A fuzzy video was playing on Henry’s screen, the lens panning across a woman chained to a pipe leading down to a tangle of blankets. The woman appeared to be sleeping.

Dead?

The camera reversed, slowed, then stopped. Zoomed in.

The woman’s features morphed into a recognizable pattern.

Panic ripped through me.

The scene mimicked my nightmare cinema of death.

The woman was Katy!

39

“Please!” I begged with hopeless desperation. “Don’t hurt my daughter!”

“But the young lady is my pièce de résistance.” Henry’s voice was thick with hatred. “I’ve been working up to her all these years. And this time the great doctor gets to observe.”

“Katy has done nothing to you.”

“Like Asa did nothing to you. Or to that poor kid carved with Satanic symbols, then gutted and dumped into Lake Wylie. Asa was a kind and gentle soul. A healer.”

Henry was right. Asa Finney was an innocent misjudged for being different.

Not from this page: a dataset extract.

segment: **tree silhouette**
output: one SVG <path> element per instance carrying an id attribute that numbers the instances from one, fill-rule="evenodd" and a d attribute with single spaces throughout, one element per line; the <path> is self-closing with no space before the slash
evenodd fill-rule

Investigators had taken far too long to recognize that, and it had cost Asa his life.

“Asa would disapprove of such vengeance,” I said.

Something complicated skittered through Henry’s eyes. Then she stepped forward and backhanded me hard across the face. As my head snapped sideways, my optic nerves registered a terrifying tableau. A night-darkened window, high on a wall. Below the window, two gaping holes in the floor, a mound of dirt beside each. Pre-made graves?

My left parietal cracked concrete. Dizziness overtook me, and black clouds threatened in the corners of both eyes.

No!

Awash in pain and fear-induced adrenaline, I bucked my torso and wrenched my wrists wildly. The cuffs wouldn’t break. I thrashed harder. The cuffs wouldn’t break.

Did the chair move ever so slightly?

Henry kept smiling her deranged smile.

I continued struggling with my bindings, frenzied as a wild beast caught in a trap. Pale grooves appeared on my wrists, oozed red as the metal bracelets cut deeper and deeper into my flesh.